A survey has uncovered wide variability in how orthopedic surgeons interpret their patients’ postoperative opioid consumption after total knee arthroplasty (TKA).
I find it odd that the leading sentence of this article talks about the “interpretation” (not estimate) of their patients’ postoperative opioid “consumption” (not need).
the researchers surveyed 36 orthopedic surgery residents, fellows and attendings at the institution. Respondents were asked to estimate the percentage of patients using opioids in the month before undergoing their TKA, as well as one to three months postoperatively.
It seems nonsensical to ask a doctor what percentage of patients were using opioids before a surgery they performed when they may not have been that patient’s doctor previously.
Patients who were on opioid maintenance therapy were excluded from the analysis.
I don’t see how they differentiated “opioid maintenance therapy” from “the percentage of patients using opioids in the month before”.
This kind of convoluted “reasoning” is typical of opioid studies because the straight data too often points to the effectiveness of opioids and lack of harm. Therefore, researchers find strangely staged scenarios and establish all kinds of obscure criteria to find a way to collect data that will make opioids look like a bad option.
Estimates Accurate on Average, But Disparate
These answers were then compared with data from 189 adult patients (mean age, 69.9±10.1 years) who underwent primary TKA at the institution over an eight-month period, from 2017 to 2018. Demographic data were extracted from electronic health records, whereas opioid prescription data came from the CURES database.
Patients’ mean ASA physical status was 2.6±0.5; they consumed a mean of 165.0±180.8 morphine milligram equivalents during their inpatient stay.
This is statistical nonsense. The standard deviation/amount of variation (180mg) is greater than the average dose (165mg). This means there was so much variation in the data that “averages” are meaningless.
As the Table illustrates, surgeons’ mean estimates of patient opioid consumption tracked closely with actual postoperative opioid prescription fills, which the researchers used as a surrogate for opioid consumption.
Table: Patient Opioid Consumption Over Time Surgeons’ Estimates Actual Use Within 30 days of surgery, % 23.5±18.9 14.8 One month after surgery, % 53.6±23.9 51.3 Two months after surgery, % 23.7±12.4 22.75 Three months after surgery, % 12.5±7.7 16.4
Yet as accurate as the surgeons may have been on average, the investigators were surprised by the wide variation in their responses.
It seems these researchers know nothing about individualized medicine, which is now actively promoted and pursued by the National Institute of Health, most cancer centers, and the most expensive pharmaceuticals.
“If you look at the data point scatterplot, they’re all over the place,” Dr. Lii told Pain Medicine News (Figure).

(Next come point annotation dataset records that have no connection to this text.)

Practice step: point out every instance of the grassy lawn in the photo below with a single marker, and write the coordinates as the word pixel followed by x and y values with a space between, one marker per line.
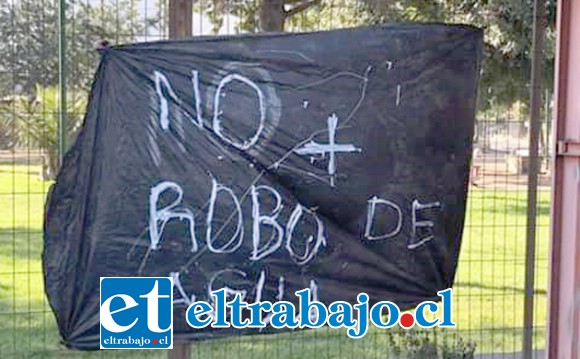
pixel 488 291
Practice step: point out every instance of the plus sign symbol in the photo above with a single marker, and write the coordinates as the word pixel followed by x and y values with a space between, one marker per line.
pixel 332 148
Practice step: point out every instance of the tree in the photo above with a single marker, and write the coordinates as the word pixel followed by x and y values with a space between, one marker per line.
pixel 35 121
pixel 256 15
pixel 29 47
pixel 507 26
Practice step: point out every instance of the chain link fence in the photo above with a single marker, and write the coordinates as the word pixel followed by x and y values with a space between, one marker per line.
pixel 489 288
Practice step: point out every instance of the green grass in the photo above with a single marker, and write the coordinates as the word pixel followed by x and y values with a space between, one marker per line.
pixel 488 291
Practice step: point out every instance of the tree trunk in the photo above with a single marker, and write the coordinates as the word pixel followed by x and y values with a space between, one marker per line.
pixel 272 16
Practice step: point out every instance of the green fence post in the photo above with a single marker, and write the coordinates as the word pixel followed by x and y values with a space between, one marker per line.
pixel 62 115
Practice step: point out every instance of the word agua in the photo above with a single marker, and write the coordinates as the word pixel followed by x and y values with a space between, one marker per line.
pixel 314 314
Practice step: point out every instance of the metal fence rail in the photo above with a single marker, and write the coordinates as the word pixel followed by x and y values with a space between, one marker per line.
pixel 47 63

Yes, and that’s as it should be due or the amount of individual variation in our current health status, past history with opioids, age, occupation, and the rest of the zillions of differences between us.
“You have some surgeons who believe that none of their patients need opioids and subsequently estimate very low numbers of patients who use opioids. And then, some surgeons think their patients are in pain all the time and all of them need opioids.”
More Education Needed
No amount of book learning can trump personal experience. The best possible, and perhaps the only way for anyone to understand pain is to have it themselves.